Microsoft Azure

Designing and Implementing a Data Science Solution on Azure

DP-100

Master data science on Azure with the DP-100 exam focusing on designing and implementing solutions.

138 questions 0 views Free
Start Mock Test Timed · Full-length · Scored

Questions 51–60 of 138

Q51

You are configuring a machine learning model for deployment. What should you prioritize?

  • A Model Complexity
  • B Model Explainability
  • C Model Training Time
  • D Model Size
Explanation Model explainability is essential for trust and transparency, more so than other factors here.
Q52

Which Azure service is best suited for real-time streaming analytics?

  • A Azure Functions
  • B Azure Cosmos DB
  • C Azure Stream Analytics
  • D Azure Firestore
Explanation Azure Stream Analytics specializes in real-time data processing, while the others serve different purposes such as serverless computing or database services.
Q53

A company needs to manage their data science project lifecycle effectively. What should they use?

  • A Azure Notebooks
  • B Azure DevOps
  • C Azure Machine Learning Workspaces
  • D Azure Data Lake Storage
Explanation Azure DevOps provides tools for managing the entire project lifecycle, whereas the others focus on specific aspects like code or storage.
Q54

You are configuring an Azure Machine Learning model for deployment. What happens when you select 'Real-time endpoint'?

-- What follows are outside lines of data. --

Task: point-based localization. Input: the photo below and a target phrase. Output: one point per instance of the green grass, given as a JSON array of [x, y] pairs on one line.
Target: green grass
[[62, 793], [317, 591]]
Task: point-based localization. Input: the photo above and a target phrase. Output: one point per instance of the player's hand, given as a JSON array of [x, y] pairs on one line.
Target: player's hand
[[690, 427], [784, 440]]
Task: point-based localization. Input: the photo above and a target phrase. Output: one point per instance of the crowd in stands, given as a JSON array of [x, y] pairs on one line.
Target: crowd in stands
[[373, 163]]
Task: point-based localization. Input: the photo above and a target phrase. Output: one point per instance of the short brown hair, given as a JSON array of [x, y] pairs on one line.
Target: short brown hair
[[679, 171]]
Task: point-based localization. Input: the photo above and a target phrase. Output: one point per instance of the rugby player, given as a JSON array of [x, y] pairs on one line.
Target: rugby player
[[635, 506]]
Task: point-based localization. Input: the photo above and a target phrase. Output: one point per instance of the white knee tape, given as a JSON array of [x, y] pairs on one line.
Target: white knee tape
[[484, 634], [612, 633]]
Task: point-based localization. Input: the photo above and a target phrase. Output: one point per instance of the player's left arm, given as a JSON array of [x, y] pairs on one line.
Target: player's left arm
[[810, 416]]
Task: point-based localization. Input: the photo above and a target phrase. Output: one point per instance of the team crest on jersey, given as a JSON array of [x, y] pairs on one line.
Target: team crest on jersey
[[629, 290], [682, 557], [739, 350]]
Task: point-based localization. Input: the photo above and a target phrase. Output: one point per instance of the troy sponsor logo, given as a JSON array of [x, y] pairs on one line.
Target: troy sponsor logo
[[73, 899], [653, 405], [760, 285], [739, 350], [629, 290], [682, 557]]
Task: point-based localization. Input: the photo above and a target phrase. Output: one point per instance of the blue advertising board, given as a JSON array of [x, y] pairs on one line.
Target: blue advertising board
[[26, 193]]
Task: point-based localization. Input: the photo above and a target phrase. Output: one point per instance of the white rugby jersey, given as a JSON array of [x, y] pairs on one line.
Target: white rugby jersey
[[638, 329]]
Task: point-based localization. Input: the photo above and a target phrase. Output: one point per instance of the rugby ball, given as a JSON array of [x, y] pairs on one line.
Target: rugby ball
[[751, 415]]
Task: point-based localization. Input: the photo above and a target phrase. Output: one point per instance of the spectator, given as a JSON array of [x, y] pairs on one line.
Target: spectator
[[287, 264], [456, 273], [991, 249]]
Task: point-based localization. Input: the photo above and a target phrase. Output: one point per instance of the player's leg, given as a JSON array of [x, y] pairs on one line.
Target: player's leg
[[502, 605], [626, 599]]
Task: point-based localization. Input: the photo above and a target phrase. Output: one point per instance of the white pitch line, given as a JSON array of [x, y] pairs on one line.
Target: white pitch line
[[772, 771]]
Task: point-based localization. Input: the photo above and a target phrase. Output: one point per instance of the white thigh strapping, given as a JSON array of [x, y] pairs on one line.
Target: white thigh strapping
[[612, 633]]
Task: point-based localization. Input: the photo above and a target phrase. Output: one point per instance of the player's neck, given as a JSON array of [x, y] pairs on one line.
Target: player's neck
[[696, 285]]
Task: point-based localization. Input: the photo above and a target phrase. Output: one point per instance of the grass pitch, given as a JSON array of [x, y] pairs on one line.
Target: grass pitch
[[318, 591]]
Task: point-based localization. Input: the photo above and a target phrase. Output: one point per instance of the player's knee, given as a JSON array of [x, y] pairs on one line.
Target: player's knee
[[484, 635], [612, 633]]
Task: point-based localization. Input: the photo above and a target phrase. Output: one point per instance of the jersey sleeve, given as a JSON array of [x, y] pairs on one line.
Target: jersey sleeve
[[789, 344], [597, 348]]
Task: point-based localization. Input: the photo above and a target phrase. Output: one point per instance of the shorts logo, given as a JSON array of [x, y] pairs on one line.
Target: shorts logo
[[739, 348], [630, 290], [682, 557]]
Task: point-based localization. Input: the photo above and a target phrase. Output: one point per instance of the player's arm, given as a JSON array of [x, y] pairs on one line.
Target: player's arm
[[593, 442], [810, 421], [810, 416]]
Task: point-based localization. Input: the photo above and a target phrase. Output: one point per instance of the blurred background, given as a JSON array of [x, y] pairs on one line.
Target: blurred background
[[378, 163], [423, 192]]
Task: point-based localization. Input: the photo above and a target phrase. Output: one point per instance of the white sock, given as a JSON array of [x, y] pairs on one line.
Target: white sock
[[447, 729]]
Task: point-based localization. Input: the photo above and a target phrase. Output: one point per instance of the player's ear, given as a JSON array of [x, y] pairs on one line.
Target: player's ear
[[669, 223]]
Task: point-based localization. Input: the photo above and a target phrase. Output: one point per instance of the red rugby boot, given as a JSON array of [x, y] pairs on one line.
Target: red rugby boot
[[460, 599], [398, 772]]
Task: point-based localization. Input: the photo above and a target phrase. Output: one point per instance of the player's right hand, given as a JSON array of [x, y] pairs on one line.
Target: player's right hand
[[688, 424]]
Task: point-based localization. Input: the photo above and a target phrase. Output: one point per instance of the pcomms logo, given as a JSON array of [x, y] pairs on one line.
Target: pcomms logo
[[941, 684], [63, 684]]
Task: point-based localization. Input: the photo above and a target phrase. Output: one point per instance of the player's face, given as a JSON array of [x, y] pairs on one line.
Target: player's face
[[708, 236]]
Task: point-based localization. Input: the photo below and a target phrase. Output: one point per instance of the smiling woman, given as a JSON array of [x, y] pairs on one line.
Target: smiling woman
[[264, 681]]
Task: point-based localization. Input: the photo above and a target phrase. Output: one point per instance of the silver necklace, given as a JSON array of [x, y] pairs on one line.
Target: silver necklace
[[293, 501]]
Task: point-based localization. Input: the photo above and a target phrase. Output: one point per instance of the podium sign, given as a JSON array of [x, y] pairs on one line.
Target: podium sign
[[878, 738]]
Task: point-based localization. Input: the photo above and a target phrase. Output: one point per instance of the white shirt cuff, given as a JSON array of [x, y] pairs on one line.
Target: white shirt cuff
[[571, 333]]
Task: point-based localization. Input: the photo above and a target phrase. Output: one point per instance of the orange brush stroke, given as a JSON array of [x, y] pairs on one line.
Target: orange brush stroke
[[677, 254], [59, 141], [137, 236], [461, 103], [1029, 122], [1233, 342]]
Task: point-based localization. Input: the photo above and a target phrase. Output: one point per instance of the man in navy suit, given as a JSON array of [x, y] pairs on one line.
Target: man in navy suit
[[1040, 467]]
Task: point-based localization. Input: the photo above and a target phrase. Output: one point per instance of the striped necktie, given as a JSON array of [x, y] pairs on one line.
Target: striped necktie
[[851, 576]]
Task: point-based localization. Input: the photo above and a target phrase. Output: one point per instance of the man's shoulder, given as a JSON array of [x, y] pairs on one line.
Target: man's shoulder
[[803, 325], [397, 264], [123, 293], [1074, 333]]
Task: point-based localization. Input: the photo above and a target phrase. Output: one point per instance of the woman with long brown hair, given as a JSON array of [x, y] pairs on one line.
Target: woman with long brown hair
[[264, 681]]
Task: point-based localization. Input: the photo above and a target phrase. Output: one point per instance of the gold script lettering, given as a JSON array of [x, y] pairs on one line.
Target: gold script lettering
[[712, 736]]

  • A Batch processing deployed
  • B Scalable endpoint for predictions
  • C Data is automatically cleaned
  • D Model will run only on-premises
Explanation Selecting 'Real-time endpoint' creates a scalable REST endpoint for instant predictions, not batch processing or other options.
Q55

Which Azure service is best for real-time event processing?

  • A Azure Stream Analytics
  • B Azure Blob Storage
  • C Azure SQL Database
  • D Azure Virtual Machine
Explanation Azure Stream Analytics specifically handles real-time data streams, while other options are not designed for real-time processing.
Q56

A company needs to implement a secure REST API for their data science models. Which Azure service should they use?

  • A Azure API Management
  • B Azure Data Lake Storage
  • C Azure Functions
  • D Azure DevOps
Explanation Azure API Management allows for secure APIs, while the other options do not focus on API management functionalities.
Q57

What happens when you set the 'warm-up' time for an Azure Machine Learning model deployment?

  • A Model loads faster initially
  • B Requests get throttled
  • C Model is not ready for requests
  • D Increased cost from idle time
Explanation Setting 'warm-up' time delays readiness for requests, ensuring the model is fully prepared before handling them.
Q58

Which Azure service is best for real-time analytics on streaming data?

  • A Azure Stream Analytics
  • B Azure Blob Storage
  • C Azure SQL Database
  • D Azure Data Lake Storage
Explanation Azure Stream Analytics provides real-time insights, while others are not optimized for streaming data.
Q59

A company needs to scale its machine learning model on-demand. Which Azure service should they use?

  • A Azure Functions
  • B Azure Machine Learning
  • C Azure Batch
  • D Azure App Service
Explanation Azure Machine Learning supports model deployment and scaling, whereas others do not specialize in ML models.
Q60

What happens when you configure a model with high bias in Azure ML?

  • A Model underfits training data
  • B Model overfits training data
  • C Model performs excellently
  • D Model ignores all input features
Explanation High bias leads to underfitting, while other options describe different types of model behavior.